The ability to communicate clearly, briefly and with policy options outlined at the end of a text is at the heart of all forms of diplomacy. This is particularly true of multilateral diplomacy where a resolution accepted by consensus is probably the only action to be taken in the short run. The ability to choose the right words and to avoid those words that prevent agreement is a crucial skill. Drafting UN resolutions is a particular skill as words have to have a similar meaning in all the official languages. UN resolutions have to be prepared well in advance. McDonald gives a good picture of the 18 month sequence in which US State Department positions are developed for UN conferences. Thus for NGOs, there is a need to know where governments are in their preparation cycle. Ideas presented too late in the cycle are simply ignored, while the same idea presented earlier might be seriously considered. As McDonald notes “The timing must be right for an initiator of new ideas and programs to meet with success. The institution has to be ready for new ideas, even though it does not realize this at the time. Initiators must also master the bureaucracy they have to deal with.”
Cultural sensitivity and understanding
In a world in which an increasingly large number of countries as well as NGO representatives want to be involved in decision-making, sensitivity to cultural styles, values, sense of time and proper behaviour is crucial. As McDonald notes “The only thing that works is people-to-people, consensus building. Sitting down, face-to-face and talking about the problem — that’s what I keep trying to do.”
Contacts and inter-personal negotiation skills.
Closely linked to the ability to listen, to cultural sensitivity and to communicate clearly are other inter-personal negotiation skills. Among the most basic is the practice of keeping in contact with people known earlier. McDonald gives examples of telephone calls to people with whom he had worked 20 years earlier who provided insights and information on issues with which he was dealing. The idea of “trust” — that people one knows will not deliberately mislead you — remains crucial.
Selection of Negotiators
There are two issues with which government officials do not have to deal with as directly as do NGOs. The first is the selection of persons to be involved in negotiations and the second issue is fund-raising.

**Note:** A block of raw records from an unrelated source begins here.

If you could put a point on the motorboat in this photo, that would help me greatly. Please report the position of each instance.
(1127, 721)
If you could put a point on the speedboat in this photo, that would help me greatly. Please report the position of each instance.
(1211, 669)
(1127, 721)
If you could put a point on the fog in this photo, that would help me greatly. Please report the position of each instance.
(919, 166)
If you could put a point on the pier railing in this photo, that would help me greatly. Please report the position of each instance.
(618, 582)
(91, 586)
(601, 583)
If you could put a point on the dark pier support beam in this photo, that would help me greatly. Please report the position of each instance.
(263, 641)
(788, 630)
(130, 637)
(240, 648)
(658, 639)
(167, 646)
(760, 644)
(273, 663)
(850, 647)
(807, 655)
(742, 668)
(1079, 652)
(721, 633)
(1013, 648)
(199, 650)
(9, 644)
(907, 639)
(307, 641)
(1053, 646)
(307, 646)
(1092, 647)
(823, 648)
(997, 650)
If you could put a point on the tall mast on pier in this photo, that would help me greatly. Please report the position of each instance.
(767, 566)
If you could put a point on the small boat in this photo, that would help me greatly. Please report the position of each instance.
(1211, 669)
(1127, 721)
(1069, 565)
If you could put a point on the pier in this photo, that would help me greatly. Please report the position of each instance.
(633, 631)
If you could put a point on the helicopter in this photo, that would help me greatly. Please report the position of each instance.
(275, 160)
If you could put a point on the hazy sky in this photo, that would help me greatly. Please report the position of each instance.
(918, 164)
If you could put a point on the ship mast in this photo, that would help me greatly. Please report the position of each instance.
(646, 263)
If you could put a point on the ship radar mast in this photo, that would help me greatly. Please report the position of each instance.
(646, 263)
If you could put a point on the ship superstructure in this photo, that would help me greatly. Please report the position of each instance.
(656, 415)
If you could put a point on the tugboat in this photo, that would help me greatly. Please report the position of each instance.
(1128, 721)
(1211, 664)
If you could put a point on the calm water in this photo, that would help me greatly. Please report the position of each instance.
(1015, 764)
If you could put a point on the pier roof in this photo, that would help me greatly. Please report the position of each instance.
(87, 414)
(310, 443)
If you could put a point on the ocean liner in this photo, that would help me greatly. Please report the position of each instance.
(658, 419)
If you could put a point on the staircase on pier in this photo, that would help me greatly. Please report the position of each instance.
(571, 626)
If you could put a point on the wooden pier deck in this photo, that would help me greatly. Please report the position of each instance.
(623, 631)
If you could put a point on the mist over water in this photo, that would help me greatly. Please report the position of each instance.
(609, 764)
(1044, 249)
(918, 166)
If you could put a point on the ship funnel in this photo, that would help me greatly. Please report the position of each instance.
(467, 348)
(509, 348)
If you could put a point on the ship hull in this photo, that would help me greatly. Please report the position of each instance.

Normally, the State Department and the Foreign Ministries of other countries have professional diplomats to carry out negotiations. For NGOs involved in Track II and where often the individual participant must cover his own costs, the situation is more delicate. In some cases, the NGO can prepare a Tract II effort long in advance, cover the costs of participants and thus choose “balanced delegations”— men/women, background, interests. Often, today, Track II is related to immediate conflict situations with relatively little time to raise funds and select participants. Thus, there needs to be a “pool” of people with experience, skills and availability to move fast when the need or the opportunity is there.
A theme which runs through all the descriptions of the activities of the Institute of Multi-Track Diplomacy is the difficulty of fund-raising — an issue common to many NGOs. There are a good number of requests for help from people in conflict situations and opportunities for creative action. However, the funds are not there for follow up. As McDonald notes “If IMTD had an endowment, I could focus more intensely and continuously on our work, rather than on researching for funding. What this fund-raising headache has taught me is patience. It’s hard to raise money for peace in the United States. I also had to persevere.” The IMTD has had the chance of having a small number of individuals who have been very generous, but there are also problems of being overly dependent on a small number of people. Fund-raising is also a necessary skill but one that not all possess. There is a need for Track II efforts to develop cooperation with universities having conflict resolution courses, with other NGOs working in the field and with governments — nearly a full time job. McDonald’s account of his efforts provides useful insights into Track II approaches — a field that is likely to grow.